The film includes fascinating file footage of Dmitri Shostakovich reading prepared texts at one of the public pony shows, and later, all too briefly, a shot of him in animated conversation with Rozhdesetvensky at a rehearsal of one of his works. We also see a youngish Tikhon Khrennikov delivering an address in his impassioned style, singing the praises of Stalin's draconian policies on the arts. We later see him accompanying himself on the piano to one of his folksy songs ("Alioka"?); and we also see a snip of the elder Khrennikov proclaiming that his intentions during his leadership years were ultimately for the protection of his fellow composers. This is followed by contradictory remarks by Rozhdestvensky, including a recounting of Khrennikov's wiley attempts at preventing Alfred Schnittke's First Symphony from receiving a performance.
The second film portrays Rozhdestvensky as a highly charismatic fellow, full of humor as well as a rich and articulate store of musical insight. It is particularly revealing in showing his podium style, both in informal and formal settings. We eavesdrop on a master class in which he offers advice and commentary to a handful of young conducting students. One of the extras on the DVD features a performance in front of an audience of Rozhdestvensky's own arrangement of a suite based on Schnittke's "Dead Souls" movie score. The hilarious theatrics that take place between Rozhdestvensky and Viktoria Postnikova, both in between and during serious music making, are worthy of the name Victor Borge and are unforgettable.

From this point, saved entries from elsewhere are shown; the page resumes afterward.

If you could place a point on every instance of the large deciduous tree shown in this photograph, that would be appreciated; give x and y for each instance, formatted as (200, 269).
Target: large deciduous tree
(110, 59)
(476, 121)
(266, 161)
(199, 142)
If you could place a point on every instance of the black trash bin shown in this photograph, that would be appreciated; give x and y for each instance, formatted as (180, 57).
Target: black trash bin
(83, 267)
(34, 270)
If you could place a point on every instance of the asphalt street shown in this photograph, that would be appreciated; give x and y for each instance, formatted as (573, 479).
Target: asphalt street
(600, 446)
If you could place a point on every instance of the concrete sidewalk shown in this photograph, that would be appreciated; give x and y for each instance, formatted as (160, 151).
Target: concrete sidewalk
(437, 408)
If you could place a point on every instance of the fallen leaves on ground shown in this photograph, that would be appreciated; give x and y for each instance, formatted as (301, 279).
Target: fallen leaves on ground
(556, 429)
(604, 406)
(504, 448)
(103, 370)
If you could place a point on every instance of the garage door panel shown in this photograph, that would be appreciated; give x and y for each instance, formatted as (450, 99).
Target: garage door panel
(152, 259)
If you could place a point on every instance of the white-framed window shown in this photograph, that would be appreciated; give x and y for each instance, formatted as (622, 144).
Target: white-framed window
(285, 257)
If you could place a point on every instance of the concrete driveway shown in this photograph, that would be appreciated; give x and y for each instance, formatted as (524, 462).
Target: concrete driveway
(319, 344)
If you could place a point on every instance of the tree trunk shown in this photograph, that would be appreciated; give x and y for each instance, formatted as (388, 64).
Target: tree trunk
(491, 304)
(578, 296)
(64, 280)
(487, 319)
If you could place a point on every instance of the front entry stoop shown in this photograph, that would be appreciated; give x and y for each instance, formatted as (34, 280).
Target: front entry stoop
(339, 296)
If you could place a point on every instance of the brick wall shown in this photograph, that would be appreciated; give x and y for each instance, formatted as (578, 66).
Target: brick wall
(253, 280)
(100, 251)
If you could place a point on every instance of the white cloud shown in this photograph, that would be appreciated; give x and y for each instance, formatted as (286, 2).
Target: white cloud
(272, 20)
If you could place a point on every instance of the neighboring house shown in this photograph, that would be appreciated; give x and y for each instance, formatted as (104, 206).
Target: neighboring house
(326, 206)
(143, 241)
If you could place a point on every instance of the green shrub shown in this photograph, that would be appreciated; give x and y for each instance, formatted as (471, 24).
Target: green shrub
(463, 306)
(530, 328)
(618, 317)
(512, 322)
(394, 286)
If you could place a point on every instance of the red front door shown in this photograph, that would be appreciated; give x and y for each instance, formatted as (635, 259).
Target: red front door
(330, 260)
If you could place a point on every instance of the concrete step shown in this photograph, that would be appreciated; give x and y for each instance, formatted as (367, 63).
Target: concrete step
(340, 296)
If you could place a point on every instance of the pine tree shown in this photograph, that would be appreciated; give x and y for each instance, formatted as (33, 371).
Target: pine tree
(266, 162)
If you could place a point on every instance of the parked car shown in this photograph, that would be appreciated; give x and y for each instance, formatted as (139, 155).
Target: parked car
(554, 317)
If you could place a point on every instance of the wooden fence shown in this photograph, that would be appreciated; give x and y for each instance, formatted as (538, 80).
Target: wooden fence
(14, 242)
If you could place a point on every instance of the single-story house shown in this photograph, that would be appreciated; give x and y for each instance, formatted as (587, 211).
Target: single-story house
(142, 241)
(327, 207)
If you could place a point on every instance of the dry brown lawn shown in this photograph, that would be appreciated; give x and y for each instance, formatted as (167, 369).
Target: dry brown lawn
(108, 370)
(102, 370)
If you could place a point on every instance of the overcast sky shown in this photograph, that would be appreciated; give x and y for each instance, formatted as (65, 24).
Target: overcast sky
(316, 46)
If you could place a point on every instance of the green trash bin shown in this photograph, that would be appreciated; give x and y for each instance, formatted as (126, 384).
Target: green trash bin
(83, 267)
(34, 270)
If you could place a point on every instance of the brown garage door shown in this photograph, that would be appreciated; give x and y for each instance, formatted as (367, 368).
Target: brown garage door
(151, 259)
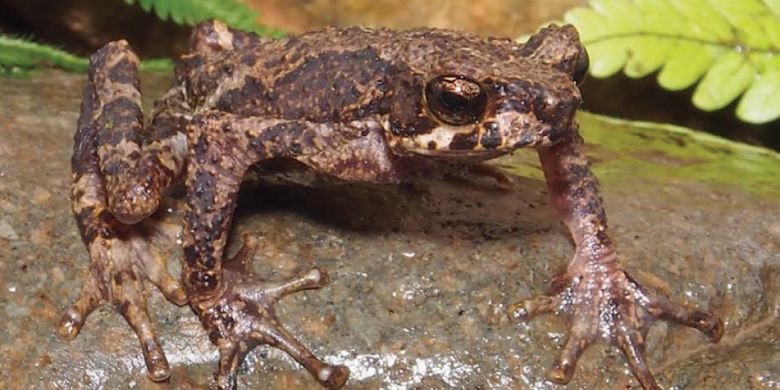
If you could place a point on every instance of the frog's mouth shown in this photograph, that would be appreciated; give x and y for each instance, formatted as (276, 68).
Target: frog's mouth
(484, 140)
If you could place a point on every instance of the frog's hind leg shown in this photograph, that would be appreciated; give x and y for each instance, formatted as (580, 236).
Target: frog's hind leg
(595, 293)
(236, 307)
(106, 153)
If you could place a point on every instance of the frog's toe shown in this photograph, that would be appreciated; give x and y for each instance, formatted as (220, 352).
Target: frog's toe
(130, 302)
(119, 269)
(609, 305)
(244, 318)
(89, 299)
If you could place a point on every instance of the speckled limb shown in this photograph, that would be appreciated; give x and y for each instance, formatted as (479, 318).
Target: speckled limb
(137, 166)
(597, 295)
(236, 308)
(123, 258)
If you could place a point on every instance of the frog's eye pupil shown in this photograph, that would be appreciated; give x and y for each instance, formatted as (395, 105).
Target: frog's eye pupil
(455, 99)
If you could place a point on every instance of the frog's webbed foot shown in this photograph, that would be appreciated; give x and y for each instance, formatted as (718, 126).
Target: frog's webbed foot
(243, 317)
(601, 300)
(121, 266)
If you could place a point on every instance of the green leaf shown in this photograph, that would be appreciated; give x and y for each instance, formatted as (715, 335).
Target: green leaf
(190, 12)
(646, 55)
(728, 46)
(725, 81)
(686, 65)
(17, 54)
(761, 102)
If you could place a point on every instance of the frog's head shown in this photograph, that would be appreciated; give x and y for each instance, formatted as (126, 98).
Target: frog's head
(482, 98)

Fascinating DVD. Wish I had access to a DVD that contained *only* file footage of what was seen in all
to brief passing on this production -- Shostakovich in rehearsal, Prokofiev speaking and performing at the
piano, and not least, B&W footage of a riveting performance of one of Prokofiev's piano concerti with
a very young and totally brilliant Viktoria Postnikova and Mr Rozhdestvensky."
Dean R. Brierly | Studio City, CA | 04/06/2008
(4 out of 5 stars)
"The two documentaries on this disc paint a vivid picture of musical life during the 70 years of dictatorial Soviet rule. "The Red Baton" focuses on the doctrine of Socialist Realism to which artists in all media were expected to adhere. For musicians, this meant creating works that did not exhibit so-called "formalist" elements such as dissonance and atonality. Those who deviated from the party line were dealt with harshly, including public censure by the government-controlled media and the banning of many of their works. The film relies on the oral history of two key personalities who lived through many of the events: famed conductor Gennadi Rozhdestvensky and viola player Rudolf Barshai. Much of their testimony revolves around the notorious 1948 Congress of the Union of Soviet Composers, during which Sergei Prokofiev, Dmitri Shostakovich and others were savagely denounced by Tikhon Khrennikov, leader of the composers union and widely perceived as a lackey of the ruling elite. Their remembrances are moving and tragic, although Rozhdestvensky also finds a measure of black humor in the hypocrisy and madness of the era. It's a fascinating document, but at 55 minutes is too short to really do justice to its subject, and doesn't account for the staggering amount of brilliant work achieved during those dark decades. The second film, "Gennadi Rozhdestvensky: Conductor or Conjuror?" is a less political, more personal look at the day-to-day business of music making, as the famous maestro is shown in his varied roles as conductor, performer, philosopher and mentor. Less ambitious than "The Red Baton," it's ultimately a more successful documentary, enlivened by Rozhdestvensky's down to earth charisma and sardonic humor."